Dirac Coupled-channel Analyses of Polarized Proton Scatterings to the 2$^+$ Gamma Vibrational Band in $^{24}$Mg and $^{26}$Mg

TL;DR

This study uses relativistic Dirac coupled channel calculations to analyze high-lying 2+ gamma vibrational states in $^{24}$Mg and $^{26}$Mg via 800-MeV polarized proton inelastic scattering, showing improved agreement over nonrelativistic methods.

Contribution

It introduces a relativistic Dirac coupled channel approach to better describe high-lying vibrational states in light nuclei during proton scattering.

Findings

Relativistic calculations fit experimental data better than nonrelativistic ones.

Deformation parameters for excited states are obtained and compared.

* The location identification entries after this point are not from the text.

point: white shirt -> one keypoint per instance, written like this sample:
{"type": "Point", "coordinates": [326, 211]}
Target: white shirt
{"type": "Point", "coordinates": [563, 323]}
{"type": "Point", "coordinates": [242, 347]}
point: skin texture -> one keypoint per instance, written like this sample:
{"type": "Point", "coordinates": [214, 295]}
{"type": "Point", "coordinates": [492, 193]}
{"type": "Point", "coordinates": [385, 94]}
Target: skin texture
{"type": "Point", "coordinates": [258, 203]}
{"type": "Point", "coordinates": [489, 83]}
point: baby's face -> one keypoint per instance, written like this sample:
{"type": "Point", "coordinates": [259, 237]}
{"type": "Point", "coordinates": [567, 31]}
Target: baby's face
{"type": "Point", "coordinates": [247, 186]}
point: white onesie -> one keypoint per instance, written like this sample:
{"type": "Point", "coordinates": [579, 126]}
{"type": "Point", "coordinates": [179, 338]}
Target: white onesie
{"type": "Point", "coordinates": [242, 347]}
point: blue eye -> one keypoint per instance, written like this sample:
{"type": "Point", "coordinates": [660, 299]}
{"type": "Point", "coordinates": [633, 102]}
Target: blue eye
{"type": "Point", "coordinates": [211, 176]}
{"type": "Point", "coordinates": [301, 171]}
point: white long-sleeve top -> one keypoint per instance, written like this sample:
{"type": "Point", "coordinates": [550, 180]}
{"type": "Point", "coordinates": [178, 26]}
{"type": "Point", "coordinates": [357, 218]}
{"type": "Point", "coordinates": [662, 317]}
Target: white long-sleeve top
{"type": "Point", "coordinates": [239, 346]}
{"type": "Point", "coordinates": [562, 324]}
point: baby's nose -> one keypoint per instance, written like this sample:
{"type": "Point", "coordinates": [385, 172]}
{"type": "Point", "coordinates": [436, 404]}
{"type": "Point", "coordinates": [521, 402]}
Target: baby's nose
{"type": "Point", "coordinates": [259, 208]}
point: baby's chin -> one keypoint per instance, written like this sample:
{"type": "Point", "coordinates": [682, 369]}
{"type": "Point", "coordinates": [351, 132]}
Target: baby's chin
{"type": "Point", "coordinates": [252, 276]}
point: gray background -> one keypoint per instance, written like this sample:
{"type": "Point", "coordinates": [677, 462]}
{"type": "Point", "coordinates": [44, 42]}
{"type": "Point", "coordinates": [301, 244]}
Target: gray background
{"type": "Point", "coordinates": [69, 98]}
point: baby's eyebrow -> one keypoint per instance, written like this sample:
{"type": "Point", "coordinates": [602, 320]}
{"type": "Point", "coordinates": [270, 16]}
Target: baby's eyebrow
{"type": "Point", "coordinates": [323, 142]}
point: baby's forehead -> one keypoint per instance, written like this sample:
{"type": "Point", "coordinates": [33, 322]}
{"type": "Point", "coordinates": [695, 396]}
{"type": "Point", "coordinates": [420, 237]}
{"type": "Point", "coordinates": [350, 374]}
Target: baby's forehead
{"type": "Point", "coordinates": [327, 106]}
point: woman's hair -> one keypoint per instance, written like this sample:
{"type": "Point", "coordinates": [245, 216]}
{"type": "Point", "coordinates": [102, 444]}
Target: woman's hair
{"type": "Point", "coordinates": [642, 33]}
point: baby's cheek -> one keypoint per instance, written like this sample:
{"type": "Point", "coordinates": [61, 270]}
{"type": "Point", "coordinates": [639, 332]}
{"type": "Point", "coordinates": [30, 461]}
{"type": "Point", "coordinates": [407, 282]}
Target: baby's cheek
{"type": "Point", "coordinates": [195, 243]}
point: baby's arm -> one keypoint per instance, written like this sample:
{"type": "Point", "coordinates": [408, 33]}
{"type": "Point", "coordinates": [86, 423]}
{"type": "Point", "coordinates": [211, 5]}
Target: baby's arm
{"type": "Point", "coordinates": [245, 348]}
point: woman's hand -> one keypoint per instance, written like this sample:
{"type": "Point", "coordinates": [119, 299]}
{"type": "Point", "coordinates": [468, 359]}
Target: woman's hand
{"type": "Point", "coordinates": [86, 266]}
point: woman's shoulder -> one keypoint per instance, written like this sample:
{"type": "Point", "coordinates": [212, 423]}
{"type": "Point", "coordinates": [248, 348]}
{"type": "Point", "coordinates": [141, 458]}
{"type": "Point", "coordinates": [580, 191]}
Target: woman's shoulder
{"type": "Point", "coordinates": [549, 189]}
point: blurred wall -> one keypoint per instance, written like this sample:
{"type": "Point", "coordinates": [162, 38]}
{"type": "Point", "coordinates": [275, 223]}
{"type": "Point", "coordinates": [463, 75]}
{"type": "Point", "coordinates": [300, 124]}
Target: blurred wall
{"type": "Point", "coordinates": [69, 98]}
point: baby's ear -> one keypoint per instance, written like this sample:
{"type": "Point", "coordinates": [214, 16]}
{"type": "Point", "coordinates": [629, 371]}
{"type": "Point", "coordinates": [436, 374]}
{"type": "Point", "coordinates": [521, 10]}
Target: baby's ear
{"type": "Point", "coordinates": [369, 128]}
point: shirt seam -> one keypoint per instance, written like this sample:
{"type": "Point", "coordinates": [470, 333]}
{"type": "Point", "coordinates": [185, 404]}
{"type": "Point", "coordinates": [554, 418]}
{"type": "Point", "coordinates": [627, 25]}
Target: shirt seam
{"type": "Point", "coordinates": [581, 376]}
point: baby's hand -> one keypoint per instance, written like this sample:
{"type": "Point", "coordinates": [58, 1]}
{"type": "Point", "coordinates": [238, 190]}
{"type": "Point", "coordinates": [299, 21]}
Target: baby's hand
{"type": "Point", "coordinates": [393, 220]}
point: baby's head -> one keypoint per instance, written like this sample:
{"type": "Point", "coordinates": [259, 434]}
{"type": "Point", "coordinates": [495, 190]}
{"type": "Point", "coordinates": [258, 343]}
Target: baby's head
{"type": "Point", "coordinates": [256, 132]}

The method successfully reproduces differential cross sections and analyzing powers.

Abstract

Dirac coupled channel calculations are performed phenomenologically for the high-lying excited states that belong to the 2$^+$ gamma vibrational band at the 800-MeV polarized proton inelastic scatterings from the s-d shell nuclei, $^{24}$Mg and $^{26}$Mg. Optical potential model is used and scalar and time-like vector potentials are considered as direct potentials. First-order vibrational collective models are used to obtain the transition optical potentials in order to accommodate the high-lying excited vibrational collective states. The complicated Dirac coupled channel equations are solved phenomenologically to reproduce the differential cross section and analyzing power data by varying the optical potential and deformation parameters. It is found that the relativistic Dirac coupled channel calculation could describe the high-lying excited states of the 2$^+$ gamma vibrational band at the 800-MeV polarized proton inelastic scatterings from s-d shell nuclei $^{24}$Mg and $^{26}$Mg reasonably well, showing better agreement with the experimental data compared to the results obtained from the nonrelativistic calculations. Calculated deformation parameters for the excited states are analyzed and compared with those of nonrelativistic calculations.